Um Finito Processo de Decisão de Markov (MDP) is a structured representation used in teoria da decisão and aprendizado por reforço to model scenarios where outcomes depend on both the decisions made by an agent and the stochastic nature of the environment. An MDP is defined by the following components:
- Estados (S): A finite set of states that represent all possible situations the agent can encounter.
- Ações (A): A finite set of actions available to the agent, which can influence the transition from one state para outro.
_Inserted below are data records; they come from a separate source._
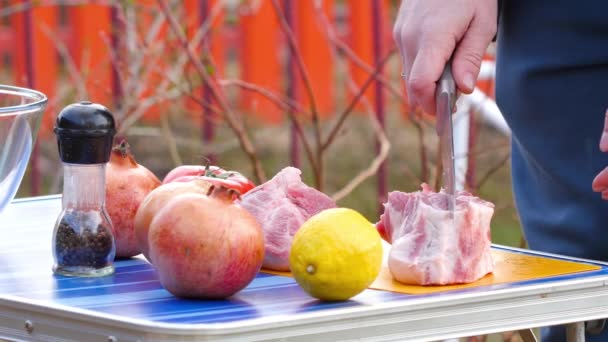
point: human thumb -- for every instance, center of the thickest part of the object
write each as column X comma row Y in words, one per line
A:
column 469, row 55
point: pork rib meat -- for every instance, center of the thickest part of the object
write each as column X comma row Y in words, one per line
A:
column 281, row 206
column 427, row 248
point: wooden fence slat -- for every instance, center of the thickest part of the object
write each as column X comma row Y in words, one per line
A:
column 197, row 12
column 40, row 58
column 259, row 59
column 361, row 41
column 91, row 25
column 316, row 54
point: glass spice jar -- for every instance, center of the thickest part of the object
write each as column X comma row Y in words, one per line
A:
column 83, row 241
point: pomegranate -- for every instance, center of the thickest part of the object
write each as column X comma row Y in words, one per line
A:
column 127, row 184
column 157, row 199
column 205, row 246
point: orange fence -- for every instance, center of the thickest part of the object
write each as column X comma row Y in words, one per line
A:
column 88, row 33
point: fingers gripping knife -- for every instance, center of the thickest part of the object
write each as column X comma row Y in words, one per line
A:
column 445, row 98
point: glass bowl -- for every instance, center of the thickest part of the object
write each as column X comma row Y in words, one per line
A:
column 21, row 112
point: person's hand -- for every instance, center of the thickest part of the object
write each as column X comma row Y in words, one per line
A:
column 427, row 32
column 600, row 183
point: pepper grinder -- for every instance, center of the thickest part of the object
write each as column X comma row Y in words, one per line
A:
column 83, row 241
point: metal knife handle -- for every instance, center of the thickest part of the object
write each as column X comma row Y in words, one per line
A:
column 446, row 89
column 446, row 82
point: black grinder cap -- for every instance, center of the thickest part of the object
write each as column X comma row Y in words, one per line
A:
column 85, row 132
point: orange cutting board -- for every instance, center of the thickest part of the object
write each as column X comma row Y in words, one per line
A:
column 509, row 267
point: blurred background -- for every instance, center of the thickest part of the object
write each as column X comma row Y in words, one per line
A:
column 253, row 86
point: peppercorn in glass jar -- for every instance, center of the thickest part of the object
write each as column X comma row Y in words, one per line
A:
column 83, row 242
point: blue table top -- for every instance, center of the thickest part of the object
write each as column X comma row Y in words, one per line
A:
column 134, row 291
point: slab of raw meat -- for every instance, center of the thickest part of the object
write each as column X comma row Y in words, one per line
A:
column 427, row 247
column 281, row 206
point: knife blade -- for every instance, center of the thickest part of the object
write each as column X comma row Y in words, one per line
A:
column 445, row 98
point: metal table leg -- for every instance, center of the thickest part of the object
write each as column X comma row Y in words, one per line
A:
column 575, row 332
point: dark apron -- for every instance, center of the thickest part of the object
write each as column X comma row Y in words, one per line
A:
column 552, row 87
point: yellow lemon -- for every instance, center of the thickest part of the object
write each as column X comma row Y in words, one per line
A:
column 336, row 254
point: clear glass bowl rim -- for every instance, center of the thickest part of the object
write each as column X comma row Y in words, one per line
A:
column 36, row 99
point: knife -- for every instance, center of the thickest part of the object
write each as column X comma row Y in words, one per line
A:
column 445, row 98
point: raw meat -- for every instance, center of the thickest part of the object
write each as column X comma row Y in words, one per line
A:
column 427, row 248
column 281, row 205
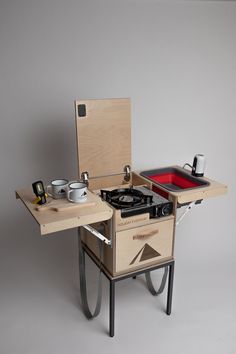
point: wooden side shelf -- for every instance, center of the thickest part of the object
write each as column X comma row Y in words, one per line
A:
column 62, row 214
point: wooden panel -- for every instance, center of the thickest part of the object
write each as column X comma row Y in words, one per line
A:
column 52, row 221
column 136, row 248
column 103, row 136
column 92, row 243
column 186, row 196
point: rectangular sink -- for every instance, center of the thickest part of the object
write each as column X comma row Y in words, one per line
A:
column 174, row 179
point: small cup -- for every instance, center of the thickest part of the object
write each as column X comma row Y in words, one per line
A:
column 77, row 192
column 57, row 188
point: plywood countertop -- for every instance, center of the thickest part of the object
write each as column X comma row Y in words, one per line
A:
column 58, row 215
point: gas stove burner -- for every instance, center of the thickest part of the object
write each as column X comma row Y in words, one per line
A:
column 126, row 197
column 137, row 200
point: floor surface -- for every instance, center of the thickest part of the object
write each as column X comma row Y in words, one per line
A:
column 41, row 312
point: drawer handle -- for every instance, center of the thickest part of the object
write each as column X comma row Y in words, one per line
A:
column 144, row 236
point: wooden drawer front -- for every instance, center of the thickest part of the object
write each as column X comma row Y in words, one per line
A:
column 143, row 245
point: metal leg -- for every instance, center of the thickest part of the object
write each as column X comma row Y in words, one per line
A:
column 170, row 288
column 112, row 308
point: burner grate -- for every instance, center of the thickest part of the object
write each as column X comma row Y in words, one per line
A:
column 126, row 198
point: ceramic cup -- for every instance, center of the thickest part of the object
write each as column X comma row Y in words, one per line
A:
column 57, row 188
column 77, row 192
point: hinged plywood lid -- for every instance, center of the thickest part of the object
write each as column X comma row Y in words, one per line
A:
column 103, row 136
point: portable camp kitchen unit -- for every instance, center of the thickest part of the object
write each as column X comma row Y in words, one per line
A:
column 127, row 224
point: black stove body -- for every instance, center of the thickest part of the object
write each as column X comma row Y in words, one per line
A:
column 138, row 200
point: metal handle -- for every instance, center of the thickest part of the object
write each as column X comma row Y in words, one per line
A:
column 97, row 234
column 144, row 236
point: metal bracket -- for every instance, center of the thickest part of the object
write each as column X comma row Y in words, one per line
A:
column 97, row 234
column 187, row 210
column 127, row 172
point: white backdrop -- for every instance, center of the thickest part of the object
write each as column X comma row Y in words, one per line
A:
column 175, row 59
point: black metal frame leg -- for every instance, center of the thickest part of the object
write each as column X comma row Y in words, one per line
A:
column 112, row 308
column 170, row 288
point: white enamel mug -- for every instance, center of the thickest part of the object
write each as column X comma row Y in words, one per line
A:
column 77, row 192
column 57, row 188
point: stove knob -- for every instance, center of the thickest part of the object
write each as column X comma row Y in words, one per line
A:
column 166, row 210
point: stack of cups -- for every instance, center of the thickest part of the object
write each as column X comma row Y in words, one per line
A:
column 75, row 192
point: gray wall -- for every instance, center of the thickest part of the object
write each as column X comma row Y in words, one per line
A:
column 177, row 62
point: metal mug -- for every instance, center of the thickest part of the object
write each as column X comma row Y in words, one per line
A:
column 57, row 188
column 77, row 192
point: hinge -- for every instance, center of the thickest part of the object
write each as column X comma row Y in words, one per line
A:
column 126, row 172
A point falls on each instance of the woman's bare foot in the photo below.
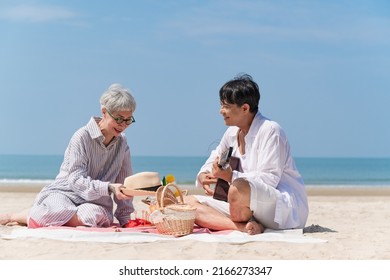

- Transição Probabilidade (P): A function that defines the probability of moving from one state to another given a specific action. This is often denoted as P(s’|s,a), the probability of reaching state s’ from state s by taking action a.
- Recompensas (R): A função de recompensa that assigns a numerical reward to each state or state-action pair, guiding the agent towards desirable outcomes.
- Fator de Desconto (γ): A factor between 0 and 1 that determines the present value of future rewards, allowing the agent to weigh immediate rewards more heavily than those received later.
Os MDPs são amplamente utilizados em várias áreas, incluindo inteligência artificial, robotics, economics, and operations research, as they provide a formal way to model sequential decision-making problems. The goal in an MDP is to find a policy—a mapping from states to actions—that maximizes the expected cumulative reward over time. Solving an MDP typically involves algorithms such as Value Iteration or Policy Iteration, which help identify the optimal policy for the agent.